If one looks at the West Coast’s coal country (the ballot boxes of Westport and Reefton in the Buller District where mining accounts for 20% of GDP and 10% of people work in mining) the Green Party scratches about 5.5% of the party vote.
About 50% of the West Coast’s GDP comes from primary production and manufacturing. For New Zealand generally, it’s about 23%.
The West Coast remains an energy and emissions-intensive economy. Ruminant animals turn pasture into milk and meat, emitting methane in the process. Factories then transform these raw materials into export goods. This requires coal.
Coal used in steel making is also exported to international customers. As is gold. The other major source of income outside growing, digging, and manufacturing relies on fossil-fuelled travel.
The conundrum for those of us choosing to live on the West Coast (which has the highest percentage of protected land in New Zealand) is that land-based and energy and emissions intensive industries are the chief source of our prosperity. The farms and the forests. The mines and the mills.
When the jobs disappear, the communities follow. The social fabric unthreads. People leave. Over the hill. Up north. Across the ditch. Many people I went through school with in Hokitika now live in Australia.
It’s a hard ask for people living here, bearing the consequences of decisions to restrict or eliminate the very industries on which we rely to take seriously people who claim to care about the places we call home, all the while choosing Remuera over Reefton or Wadestown over Westport.
For the people of this country to play any meaningful role in reducing greenhouse gas emissions, we will need to find ways of dealing with the methane produced in paddocks and the carbon dioxide produced in the factories that provide the income and goods and services we all need.
Persuading people that doing this will not make them worse off is the only way to secure the enduring public support needed to make it possible.

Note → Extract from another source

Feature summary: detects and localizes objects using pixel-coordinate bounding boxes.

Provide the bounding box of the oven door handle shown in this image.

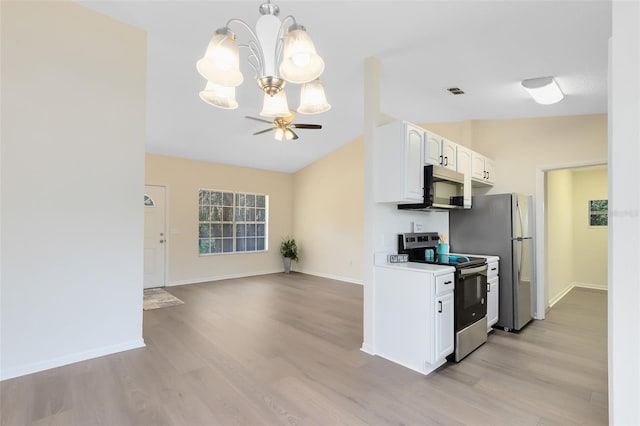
[459,265,488,276]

A fly-in-fly-out approach from urban politicians into rural electorates won’t cut it.
Nor will claims from such politicians that they have a lot in common with the people whose livelihoods and life savings can be written off depending on the policy approach taken. I commend Chloe Swarbrick, Steve Abel, Lan Pham, and Scott Willis for making the trip, and hope they return.
I would also urge them to take seriously the concerns of the people who choose to live here. Finally I ask that they recognise that they and their supporters choose to live elsewhere and do not have as much at stake.
There are problems to solve, none of which have obvious or simple solutions. In part, they will be discovered through more conservation, good faith, and handshakes. I remain hopeful.